Fractionated stereotactic radiosurgery (FSRS) is a treatment approach that combines the precision of stereotactic radiosurgery (SRS) with fractionation, or the delivery of radiation in multiple smaller doses over several sessions. Unlike traditional stereotactic radiosurgery, where a single high dose of radiation is delivered in a single session, FSRS spreads the total radiation dose across multiple treatment sessions. This technique is often used for the treatment of various brain conditions, including brain metastases, primary brain tumors, and certain functional neurological disorders.

Key features and considerations of fractionated stereotactic radiosurgery include:

Dose Fractionation: Instead of delivering the entire radiation dose in one session, FSRS divides the total dose into smaller fractions, typically administered daily or over a few weeks. This approach helps minimize damage to surrounding healthy tissues and reduces the risk of complications.

Preservation of Normal Tissues: Fractionation allows normal tissues surrounding the target area to recover between treatment sessions, reducing the likelihood of side effects such as radiation necrosis. This is particularly important when treating larger tumors or lesions close to critical structures.

Increased Radiobiological Effect: Fractionation takes advantage of the principles of radiobiology, where dividing the total dose into fractions can enhance the therapeutic effect on cancer cells while minimizing damage to normal tissues. This can improve the overall efficacy of the treatment.

Treatment Planning: Similar to conventional SRS, FSRS requires precise treatment planning and imaging. Advanced imaging technologies, such as magnetic resonance imaging (MRI) and computed tomography (CT), are used to precisely locate and target the lesion.

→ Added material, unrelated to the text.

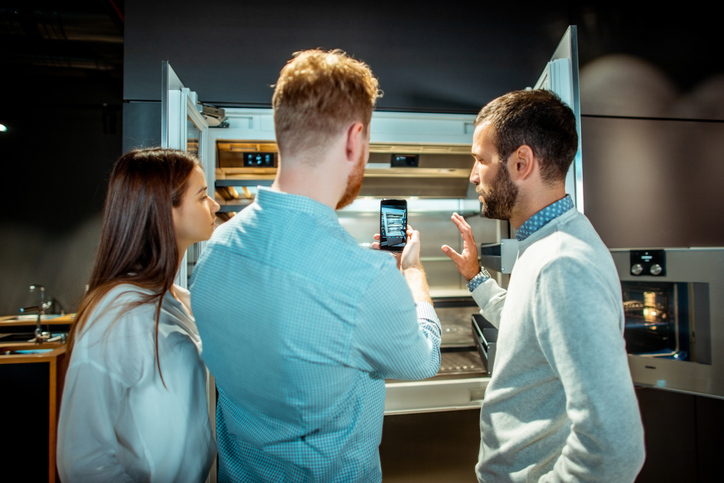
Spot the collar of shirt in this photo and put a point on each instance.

Patient Immobilization: Patients undergoing FSRS typically need to be immobilized during treatment to ensure accuracy. Immobilization devices, such as custom-fitted masks or head frames, are often used to minimize movement.

Indications: FSRS is commonly employed for treating larger or irregularly shaped lesions, lesions close to critical structures, or when there is a concern about normal tissue tolerance to a high single radiation dose. It is frequently used for brain metastases, meningiomas, acoustic neuromas, and other intracranial tumors.

Treatment Schedule: The total treatment duration and the number of fractions depend on the specific clinical scenario, the size and location of the lesion, and the overall health of the patient.

Fractionated stereotactic radiosurgery represents a balance between delivering an effective dose of radiation to target lesions while minimizing the risk of side effects associated with high-dose single-session treatments. It is essential for patients to discuss the treatment options, potential benefits, and associated risks with their healthcare team to make informed decisions based on their individual circumstances.